= Shook Lin & Bok =

Law firm in Singapore

Shook Lin & Bok is a law firm with offices in Singapore and Malaysia.

== History ==
Shook Lin & Bok began in 1918 as Messrs Yong Shook Lin, a Kuala Lumpur law firm. That year, Yong Shook Lin was admitted as the first Chinese to the Malayan bar after graduating from Cambridge University. In 1938, the firm recruited another partner, Tan Teow Bok, and was renamed Messrs Shook Lin & Bok. Yong's son, Pung How, would later join the firm in 1952 after graduating with a double-first degree in law from his father's alma mater, initially practicing mostly criminal law. Under the Pung How leadership as a senior partner, the firm grew to be one of the largest firms in Malaya.

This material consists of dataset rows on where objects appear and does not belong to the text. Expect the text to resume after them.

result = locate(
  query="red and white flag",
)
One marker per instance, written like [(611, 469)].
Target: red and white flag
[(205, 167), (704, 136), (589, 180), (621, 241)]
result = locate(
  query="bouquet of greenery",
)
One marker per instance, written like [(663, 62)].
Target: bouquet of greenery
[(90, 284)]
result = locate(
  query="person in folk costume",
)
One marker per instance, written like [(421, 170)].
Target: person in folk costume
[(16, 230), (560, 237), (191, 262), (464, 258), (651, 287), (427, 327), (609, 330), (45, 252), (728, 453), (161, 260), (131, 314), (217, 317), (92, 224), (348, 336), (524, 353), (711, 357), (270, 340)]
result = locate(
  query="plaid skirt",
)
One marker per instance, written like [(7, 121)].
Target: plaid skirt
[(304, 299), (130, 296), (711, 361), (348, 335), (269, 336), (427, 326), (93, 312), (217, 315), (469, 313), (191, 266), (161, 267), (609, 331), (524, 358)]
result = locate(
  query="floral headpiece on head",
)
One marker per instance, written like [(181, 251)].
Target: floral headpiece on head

In 1964, Shook Lin opened an office in Singapore, and by the 1980s, it was considered one of the four local leading law firms of the time. In 2001, it was among the first batch of joint law ventures approved by the Singaporean government to operate a partnership with Allen & Overy. The partnership dissolved in 2009.

=== Ransomware attack (2024) ===
On 9 April 2024, Shook Lin discovered that it had been the victim of a ransomware attack. According to the law firm, it immediately engaged a cybersecurity team and there was no evidence that the firm's core document management systems were affected.

Shook Lin did not respond to media queries about whether it had paid any ransom in connection with the ransomware attack, but according to an independent website, SuspectFile, which initially broke the news, the law firm paid 21.07 bitcoins to the Akira ransomware group which claimed responsibility for the attack. The payment was spread across three transactions and was equivalent to about SGD 1.89 million at the time of payment.

== Alumni ==
=== Judiciary ===
- Yong Pung How, second Chief Justice of Singapore
- Thean Lip Ping, Justice of the Court of Appeal
- Chan Sek Keong, third Chief Justice of Singapore
- Sundaresh Menon, fourth Chief Justice of Singapore
- Philip Pillai, Justice of the High Court of Singapore
- Vinodh Coomaraswamy, Justice of the High Court of Singapore

=== Private practice ===
- Patrick Yu, Hong Kong barrister
- Wong Meng Meng SC, founder of WongPartnership
- Param Cumaraswamy, a lawyer specialising in human rights, UN rapporteur and Gruber Prize for Justice laureate
- Cyrus V. Das, later Honorary Life President of the Commonwealth Lawyers Association.
- Rajeswaran Rajaratnam, a lawyer, and later academic and Chair of Legal Aid, the FT Bar, and the Malaysia-Singapore Legal Unity and Cooperation Foundation.